For Leavitt, 38, the ice has always been a place to bring her life into focus.
对38岁的拉维特来说,冰面一直是她关注的东西。
When her family would drive from downstate Michigan to visit her grandparents, who owned the lakeside camp at the time, Leavitt would layer on warm clothes, collect a cooler of minnows from the bait shop, and walk out onto the ice as far as she could. She'd crank her hand-powered auger, cut a channel through the thick ice, and open a portal to the quiet underwater world.
当她的家人从密歇根州南部开车去看望她拥有湖边营地的祖父母时,拉维特会套上防寒服,从鱼饵店买一箱小鱼,然后尽可能地走到冰面上。她会转动她的手动钻孔器,在厚厚的冰层上钻出一条水道,打开通往宁静水下世界的大门。
The old-timer at the bait shop had handed her a rod -- a scant three feet long, designed for ice fishing -- off the wall the first time she'd gone in there. He showed her how to tie a lure, and how to tip the rod up and down to make the lure and minnow glitter in the water's depths. That first rod hangs on the wall of her shanty to this day.

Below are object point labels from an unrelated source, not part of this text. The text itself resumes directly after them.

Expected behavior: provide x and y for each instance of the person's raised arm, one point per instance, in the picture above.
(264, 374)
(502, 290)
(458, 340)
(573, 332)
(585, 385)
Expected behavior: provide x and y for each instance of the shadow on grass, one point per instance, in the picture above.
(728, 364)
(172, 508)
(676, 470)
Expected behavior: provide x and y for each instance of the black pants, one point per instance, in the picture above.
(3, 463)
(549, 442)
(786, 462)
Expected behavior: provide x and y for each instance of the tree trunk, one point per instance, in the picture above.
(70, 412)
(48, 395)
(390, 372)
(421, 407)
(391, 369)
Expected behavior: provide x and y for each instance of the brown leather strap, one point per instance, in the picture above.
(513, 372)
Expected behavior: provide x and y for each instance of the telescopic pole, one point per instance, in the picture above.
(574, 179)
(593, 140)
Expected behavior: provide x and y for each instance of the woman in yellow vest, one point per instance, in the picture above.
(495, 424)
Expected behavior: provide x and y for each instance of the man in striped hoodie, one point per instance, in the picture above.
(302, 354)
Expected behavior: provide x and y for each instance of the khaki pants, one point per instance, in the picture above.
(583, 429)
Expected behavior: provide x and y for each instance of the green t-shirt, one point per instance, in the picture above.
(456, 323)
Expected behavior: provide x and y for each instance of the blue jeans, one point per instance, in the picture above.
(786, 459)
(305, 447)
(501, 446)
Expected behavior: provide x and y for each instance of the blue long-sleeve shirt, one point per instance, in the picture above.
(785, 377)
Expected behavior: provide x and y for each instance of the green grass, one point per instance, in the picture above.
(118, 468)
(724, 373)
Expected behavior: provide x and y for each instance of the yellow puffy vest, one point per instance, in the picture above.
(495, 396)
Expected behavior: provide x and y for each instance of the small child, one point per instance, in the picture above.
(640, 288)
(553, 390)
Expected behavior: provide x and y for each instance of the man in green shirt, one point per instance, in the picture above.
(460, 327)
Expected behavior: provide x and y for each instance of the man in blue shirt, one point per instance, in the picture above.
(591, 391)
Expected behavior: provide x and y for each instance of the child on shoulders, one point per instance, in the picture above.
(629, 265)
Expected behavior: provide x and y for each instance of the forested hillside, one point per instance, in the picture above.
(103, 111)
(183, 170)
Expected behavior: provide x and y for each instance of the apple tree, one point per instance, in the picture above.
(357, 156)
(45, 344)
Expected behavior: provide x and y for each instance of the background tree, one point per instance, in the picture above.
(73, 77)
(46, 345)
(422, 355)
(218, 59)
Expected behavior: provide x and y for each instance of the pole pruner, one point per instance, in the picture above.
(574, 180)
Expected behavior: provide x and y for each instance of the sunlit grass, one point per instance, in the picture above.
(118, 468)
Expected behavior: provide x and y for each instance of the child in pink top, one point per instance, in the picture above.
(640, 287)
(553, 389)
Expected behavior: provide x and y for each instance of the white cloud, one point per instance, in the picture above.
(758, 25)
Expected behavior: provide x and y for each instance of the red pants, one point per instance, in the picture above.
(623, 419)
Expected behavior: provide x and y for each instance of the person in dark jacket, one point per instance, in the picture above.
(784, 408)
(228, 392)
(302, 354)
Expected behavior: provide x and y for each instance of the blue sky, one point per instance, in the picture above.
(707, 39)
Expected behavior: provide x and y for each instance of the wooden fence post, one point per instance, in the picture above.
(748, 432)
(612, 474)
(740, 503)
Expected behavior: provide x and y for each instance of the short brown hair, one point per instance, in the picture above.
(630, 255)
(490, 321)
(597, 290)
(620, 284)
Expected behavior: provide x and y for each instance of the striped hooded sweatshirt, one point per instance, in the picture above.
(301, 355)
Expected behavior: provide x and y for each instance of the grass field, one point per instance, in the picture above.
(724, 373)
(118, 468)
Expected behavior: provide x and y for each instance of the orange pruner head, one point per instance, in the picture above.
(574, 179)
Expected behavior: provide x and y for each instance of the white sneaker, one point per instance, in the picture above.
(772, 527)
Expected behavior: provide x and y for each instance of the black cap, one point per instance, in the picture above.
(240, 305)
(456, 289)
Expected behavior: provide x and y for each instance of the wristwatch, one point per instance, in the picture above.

鱼饵店的老前辈给了她一根钓竿--不到三英尺长,是专为冰上钓鱼设计的--她第一次去的时候,老前辈是从墙上把鱼竿拿下来的。老前辈会教她如何系鱼饵,以及如何上下摇动鱼竿使鱼饵和小鱼在水中闪闪发光。这是她的第一根鱼竿,一直挂在她小屋的墙上,直到今天。
Back then, when she was just a kid, it was a simple affair. She'd bring what little equipment she had out to the ice, perch on an overturned five-gallon bucket, and sit there for hours, tipping the nose of the rod up and down like a conductor's baton, calling to the symphony of fish below. She didn't catch much. But the feel of it -- the clouds skidding overhead, the water changing colors below her feet, the wind swishing past -- got locked into her brain as the essence of winter.
那时的她还是个孩子,这是一件很简单的事情。她会把她仅有的一点点装备带到冰面上,坐在一个翻过来的五加仑水桶上,在那里坐上几个小时,像摆动指挥棒一样上下摆动钓竿的前端,对着水下的鱼儿的唱着交响乐。她的收获并不多。但是那种感觉--头顶上的云在飘动,脚下的水在变换颜色,风在她耳边呼啸而过--这些冬天的气息深刻入了她的脑海里。